Oct 31, 2011

Scala Application Programming is not Math

Programming is one of the most difficult branches of applied mathematics; the poorer mathematicians had better remain pure mathematicians.
- Edsger W. Dijkstra

There is this notion that programming is doing math. It 's not true. Or to put it in a more nuanced manner: It is not true in any meaningful way for an application programmer like me.

I realized how difficult it is to speak to non-application programmers from the reactions I got to last weeks "How to not learn Scala fundamentals". We live in different worlds, me and academia.
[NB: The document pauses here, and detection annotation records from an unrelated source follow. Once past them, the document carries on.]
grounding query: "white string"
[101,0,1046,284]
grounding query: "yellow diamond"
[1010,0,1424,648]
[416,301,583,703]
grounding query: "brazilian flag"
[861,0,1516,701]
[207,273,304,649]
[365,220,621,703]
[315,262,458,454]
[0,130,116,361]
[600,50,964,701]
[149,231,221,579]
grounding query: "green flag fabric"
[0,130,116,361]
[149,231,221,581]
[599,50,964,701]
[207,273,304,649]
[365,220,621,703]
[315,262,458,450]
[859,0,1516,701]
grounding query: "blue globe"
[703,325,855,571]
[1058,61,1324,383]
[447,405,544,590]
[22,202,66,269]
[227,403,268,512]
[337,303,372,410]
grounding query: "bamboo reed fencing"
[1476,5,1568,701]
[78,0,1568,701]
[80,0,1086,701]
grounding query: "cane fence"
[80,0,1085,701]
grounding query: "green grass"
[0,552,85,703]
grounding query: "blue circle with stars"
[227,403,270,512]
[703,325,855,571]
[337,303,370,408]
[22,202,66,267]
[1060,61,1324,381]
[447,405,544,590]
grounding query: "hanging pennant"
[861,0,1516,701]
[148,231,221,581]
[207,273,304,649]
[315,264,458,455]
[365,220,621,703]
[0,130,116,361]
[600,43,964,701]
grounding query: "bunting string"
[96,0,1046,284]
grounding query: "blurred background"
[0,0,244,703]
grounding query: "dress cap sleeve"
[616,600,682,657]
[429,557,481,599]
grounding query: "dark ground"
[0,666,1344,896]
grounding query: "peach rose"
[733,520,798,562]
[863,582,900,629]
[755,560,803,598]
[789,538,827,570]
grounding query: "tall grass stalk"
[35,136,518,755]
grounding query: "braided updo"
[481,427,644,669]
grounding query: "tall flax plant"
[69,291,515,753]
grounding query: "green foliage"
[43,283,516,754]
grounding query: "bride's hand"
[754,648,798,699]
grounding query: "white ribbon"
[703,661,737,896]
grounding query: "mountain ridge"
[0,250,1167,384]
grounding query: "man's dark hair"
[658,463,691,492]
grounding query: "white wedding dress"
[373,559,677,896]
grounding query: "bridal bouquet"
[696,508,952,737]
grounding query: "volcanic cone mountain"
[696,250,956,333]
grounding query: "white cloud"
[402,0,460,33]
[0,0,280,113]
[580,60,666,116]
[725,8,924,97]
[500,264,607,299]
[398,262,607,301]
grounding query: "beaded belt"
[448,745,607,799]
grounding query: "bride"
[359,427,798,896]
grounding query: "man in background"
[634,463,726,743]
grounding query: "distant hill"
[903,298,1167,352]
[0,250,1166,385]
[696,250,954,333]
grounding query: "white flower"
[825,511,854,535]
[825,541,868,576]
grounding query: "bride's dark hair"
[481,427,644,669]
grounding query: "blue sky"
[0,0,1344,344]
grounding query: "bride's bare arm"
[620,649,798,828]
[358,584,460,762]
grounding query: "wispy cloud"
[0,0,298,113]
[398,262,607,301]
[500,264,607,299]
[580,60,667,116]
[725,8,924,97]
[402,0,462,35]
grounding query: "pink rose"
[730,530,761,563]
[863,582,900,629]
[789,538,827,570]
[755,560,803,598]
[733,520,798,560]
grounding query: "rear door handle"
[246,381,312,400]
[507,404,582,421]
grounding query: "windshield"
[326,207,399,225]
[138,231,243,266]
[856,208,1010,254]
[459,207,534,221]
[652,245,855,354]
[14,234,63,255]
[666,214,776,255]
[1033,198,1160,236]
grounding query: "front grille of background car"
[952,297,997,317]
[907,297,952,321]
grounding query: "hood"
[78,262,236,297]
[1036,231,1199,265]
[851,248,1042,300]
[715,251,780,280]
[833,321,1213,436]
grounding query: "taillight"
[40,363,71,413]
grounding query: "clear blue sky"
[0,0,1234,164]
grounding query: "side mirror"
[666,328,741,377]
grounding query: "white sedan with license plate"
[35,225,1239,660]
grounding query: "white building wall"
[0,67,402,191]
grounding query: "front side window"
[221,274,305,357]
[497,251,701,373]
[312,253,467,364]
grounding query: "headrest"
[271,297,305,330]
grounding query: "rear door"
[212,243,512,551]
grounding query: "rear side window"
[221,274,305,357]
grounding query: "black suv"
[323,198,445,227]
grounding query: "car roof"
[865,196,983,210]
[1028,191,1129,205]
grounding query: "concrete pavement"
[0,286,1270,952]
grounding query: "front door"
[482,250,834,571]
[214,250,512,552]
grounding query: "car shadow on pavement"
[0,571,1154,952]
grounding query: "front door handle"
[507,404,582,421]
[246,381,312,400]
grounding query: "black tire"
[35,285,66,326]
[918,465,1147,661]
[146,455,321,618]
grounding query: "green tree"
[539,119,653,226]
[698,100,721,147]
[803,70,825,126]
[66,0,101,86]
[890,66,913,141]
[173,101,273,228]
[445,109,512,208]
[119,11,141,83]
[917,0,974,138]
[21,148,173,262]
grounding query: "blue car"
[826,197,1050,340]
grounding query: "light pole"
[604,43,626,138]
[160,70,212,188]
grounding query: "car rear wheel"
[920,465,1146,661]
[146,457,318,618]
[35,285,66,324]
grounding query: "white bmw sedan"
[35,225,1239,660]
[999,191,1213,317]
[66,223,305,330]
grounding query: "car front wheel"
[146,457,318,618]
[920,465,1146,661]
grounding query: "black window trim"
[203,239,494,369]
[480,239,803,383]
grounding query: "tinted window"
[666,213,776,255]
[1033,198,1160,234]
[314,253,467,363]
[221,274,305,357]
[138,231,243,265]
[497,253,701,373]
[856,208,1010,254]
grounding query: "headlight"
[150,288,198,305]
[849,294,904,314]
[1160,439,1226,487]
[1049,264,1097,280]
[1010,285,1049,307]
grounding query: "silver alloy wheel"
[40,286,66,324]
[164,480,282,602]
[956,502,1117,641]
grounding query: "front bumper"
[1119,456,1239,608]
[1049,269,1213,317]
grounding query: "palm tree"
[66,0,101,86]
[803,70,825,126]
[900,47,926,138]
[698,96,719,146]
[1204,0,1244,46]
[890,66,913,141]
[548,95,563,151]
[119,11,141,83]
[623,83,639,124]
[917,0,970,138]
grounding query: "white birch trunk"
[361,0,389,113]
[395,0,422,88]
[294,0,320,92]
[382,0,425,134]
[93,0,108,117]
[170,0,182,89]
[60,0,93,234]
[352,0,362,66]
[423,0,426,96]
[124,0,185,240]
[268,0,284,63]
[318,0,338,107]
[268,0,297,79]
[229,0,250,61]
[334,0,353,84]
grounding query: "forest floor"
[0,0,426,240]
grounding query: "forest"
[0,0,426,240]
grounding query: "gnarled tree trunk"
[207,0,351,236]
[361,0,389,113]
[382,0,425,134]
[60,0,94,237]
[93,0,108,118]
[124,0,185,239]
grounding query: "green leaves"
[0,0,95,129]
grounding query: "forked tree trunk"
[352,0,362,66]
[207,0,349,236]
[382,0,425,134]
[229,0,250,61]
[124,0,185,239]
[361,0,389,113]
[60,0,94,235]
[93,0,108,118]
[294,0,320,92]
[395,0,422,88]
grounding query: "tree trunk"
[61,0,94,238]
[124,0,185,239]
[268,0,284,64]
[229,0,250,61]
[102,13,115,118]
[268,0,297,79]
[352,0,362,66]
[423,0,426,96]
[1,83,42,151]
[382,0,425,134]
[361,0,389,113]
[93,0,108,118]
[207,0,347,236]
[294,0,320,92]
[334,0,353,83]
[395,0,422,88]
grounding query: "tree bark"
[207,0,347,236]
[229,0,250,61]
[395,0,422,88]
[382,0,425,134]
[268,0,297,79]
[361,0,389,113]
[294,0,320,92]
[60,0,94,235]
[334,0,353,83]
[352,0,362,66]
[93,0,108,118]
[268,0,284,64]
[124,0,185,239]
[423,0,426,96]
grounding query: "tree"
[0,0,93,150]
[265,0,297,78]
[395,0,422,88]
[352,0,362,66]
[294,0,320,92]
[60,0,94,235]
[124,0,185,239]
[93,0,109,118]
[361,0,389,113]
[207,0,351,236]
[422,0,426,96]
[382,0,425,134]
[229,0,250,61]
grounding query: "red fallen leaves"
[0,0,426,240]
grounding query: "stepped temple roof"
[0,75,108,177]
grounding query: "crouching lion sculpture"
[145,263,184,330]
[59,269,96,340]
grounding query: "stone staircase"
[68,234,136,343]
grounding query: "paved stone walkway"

I tried to expand on my arguments in the follow up, but I probably missed the mark.

The thing is, m.map { t => val (s,i) = t; (s, i+1) }, probably is elegant, and maybe even easy to read for someone exposed to abstract functional code all day long. But for someone who uses Scala as tool, not to improve Scala, but to solve real world problems, abstract descriptions are more or less opaque. We can't easily pick up our rusty university ML experience (if we have that at all) and wrap our heads around "elegant" code like the snippet above. And we shouldn't have to.

If Scala is going to be a main stream language, usable by main stream application programmers, we need to acknowledge that most programmers don't ascribe to the maths based approach to programming.

If you learn Scala without understanding how it all works underneath, you will be less efficient, and sometimes a leaky abstraction will pop up and bite you. But that's ok. You'll still be better off than if you stick to Java. And you will understand more in time, and you'll learn to handle surprises better too.

Scala can boost productivity a lot compared to Java, and you don't need to learn all the "fundamentals" first. That's my message.